With a gleaming production, nifty special effects and a cute score, Rowling’s spiffing story hits the screen in the most spectacular way. You’d have to be a total Scrooge not to thrill to this one. There are a few scary moments and some mild language.

Fiona Shaw plays Petunia Dursley, Harry Potter’s aunt, and also in Harry Potter and the Chamber of Secrets (2002), Harry Potter and the Prisoner of Azkaban (2004), Harry Potter and the Order of the Phoenix (2007), Harry Potter and the Deathly Hallows: Part 1 (2010). ‘I had a ball doing Harry Potter,’ she said.

Also in the cast are Robbie Coltrane, Miriam Margolyes, Zoë Wanamaker, Harry Melling, Richard Griffiths, Derek Deadman, Ian Hart, Ben Borowiecki, Warwick Davis, Verne Troyer, John Hurt, Geraldine Sommerville, Harry Taylor, Julie Walters, Chris Rankin, James Phelps, Oliver Phelps, Jean Southern, Matthew Lewis, Tom Felton, Jamie Waylett, Josh Herdman, Devon Murray, Alfred Enoch, Leslie Phillips, Eleanor Columbus, John Cleese, Terence Bayler, Elizabeth Spriggs, Danielle Taylor, Will Theakston, Scott Fern, Adrian Rawlins and Ray Feranon.

It runs extended version.

It grossed $317 million in the US on a cost of $125 million.


Steven Spielberg: ‘Directing Harry Potter would have been a business decision, not a challenge.’ Terry Gilliam was Rowling’s favourite to direct, but the studio picked Chris Columbus because he had experience directing child actors.

First sequel: Harry Potter and the Chamber of Secrets (2002).


Alan Rickman died on 14 January 2016 at the age of 69. Famous for roles in Harry Potter as Professor Snape and Love Actually, he shot to stardom in 1988 as Hans Gruber in Die Hard and as the Sheriff of Nottingham in Robin Hood, Prince of Thieves, and won BAFTA, Golden Globe, Emmy and Screen Actors Guild awards in a glittering four-decade career.

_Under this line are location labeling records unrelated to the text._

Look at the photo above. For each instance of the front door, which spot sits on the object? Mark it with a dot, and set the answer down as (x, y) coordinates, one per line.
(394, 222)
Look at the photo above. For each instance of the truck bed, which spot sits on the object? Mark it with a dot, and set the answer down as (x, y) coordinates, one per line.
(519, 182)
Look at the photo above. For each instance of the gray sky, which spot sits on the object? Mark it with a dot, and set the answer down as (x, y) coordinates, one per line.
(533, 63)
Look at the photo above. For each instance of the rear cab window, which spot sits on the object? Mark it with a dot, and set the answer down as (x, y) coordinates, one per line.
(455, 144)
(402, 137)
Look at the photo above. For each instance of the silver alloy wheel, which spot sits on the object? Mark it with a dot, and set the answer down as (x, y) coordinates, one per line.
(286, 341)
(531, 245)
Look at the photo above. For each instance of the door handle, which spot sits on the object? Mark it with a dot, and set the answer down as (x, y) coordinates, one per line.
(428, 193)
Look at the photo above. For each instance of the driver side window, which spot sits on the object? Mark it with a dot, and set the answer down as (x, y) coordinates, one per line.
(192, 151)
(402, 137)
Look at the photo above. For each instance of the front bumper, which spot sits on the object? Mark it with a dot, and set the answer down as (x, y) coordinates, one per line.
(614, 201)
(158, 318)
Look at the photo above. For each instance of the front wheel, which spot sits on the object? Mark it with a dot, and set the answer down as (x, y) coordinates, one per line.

His other roles include Jamie in Truly, Madly, Deeply, Colonel Brandon in Ang Lee’s 1995 film Sense and Sensibility, P. L. O’Hara in An Awfully Big Adventure and Judge Turpin in Sweeney Todd: The Demon Barber of Fleet Street, as well as roles in Dogma, Galaxy Quest and Perfume.

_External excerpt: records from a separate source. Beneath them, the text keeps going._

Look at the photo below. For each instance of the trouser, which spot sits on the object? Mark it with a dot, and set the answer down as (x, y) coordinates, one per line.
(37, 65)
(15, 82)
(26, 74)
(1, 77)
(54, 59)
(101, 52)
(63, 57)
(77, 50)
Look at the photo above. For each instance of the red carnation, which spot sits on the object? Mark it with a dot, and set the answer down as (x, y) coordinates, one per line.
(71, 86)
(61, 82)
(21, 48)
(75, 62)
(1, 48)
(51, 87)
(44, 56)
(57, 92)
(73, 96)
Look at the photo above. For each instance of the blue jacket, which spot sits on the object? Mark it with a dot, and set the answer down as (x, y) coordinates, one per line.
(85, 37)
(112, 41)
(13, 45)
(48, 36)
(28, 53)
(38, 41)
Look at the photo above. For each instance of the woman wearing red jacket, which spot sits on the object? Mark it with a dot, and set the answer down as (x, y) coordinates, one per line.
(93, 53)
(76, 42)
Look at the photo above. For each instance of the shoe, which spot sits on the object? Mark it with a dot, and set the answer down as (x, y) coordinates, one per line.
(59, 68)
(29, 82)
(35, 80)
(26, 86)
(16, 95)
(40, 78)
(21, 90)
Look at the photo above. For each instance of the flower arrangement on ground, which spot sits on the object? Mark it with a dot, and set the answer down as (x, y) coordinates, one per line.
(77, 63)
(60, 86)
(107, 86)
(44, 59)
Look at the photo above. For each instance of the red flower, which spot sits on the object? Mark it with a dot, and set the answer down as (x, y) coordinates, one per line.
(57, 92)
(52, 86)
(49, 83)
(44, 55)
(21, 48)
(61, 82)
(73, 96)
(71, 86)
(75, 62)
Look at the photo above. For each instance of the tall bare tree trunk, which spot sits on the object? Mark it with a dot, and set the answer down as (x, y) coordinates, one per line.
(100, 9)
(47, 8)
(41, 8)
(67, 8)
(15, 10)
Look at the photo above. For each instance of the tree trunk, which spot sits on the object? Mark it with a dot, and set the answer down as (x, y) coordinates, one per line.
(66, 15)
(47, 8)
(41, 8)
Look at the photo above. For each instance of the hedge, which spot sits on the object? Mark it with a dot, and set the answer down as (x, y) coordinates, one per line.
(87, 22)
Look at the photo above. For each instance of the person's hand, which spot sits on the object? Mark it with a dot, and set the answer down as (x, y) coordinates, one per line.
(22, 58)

He continued to play Snape through to the eighth and last movie Harry Potter and the Deathly Hallows: Part 2 (2011). Despite being J K Rowling’s personal favourite and first choice (she even envisioned him when writing the character), he won the role only after the studio’s preferred choice Tim Roth backed out to star in Planet of the Apes (2001).

Radcliffe said: ‘He was one of the first of the adults on Potter to treat me like a peer rather than a child. Working with him at such a formative age was incredibly important and I will carry the lessons he taught me for the rest of my life and career. Film sets and theatre stages are all far poorer for the loss of this great actor and man.’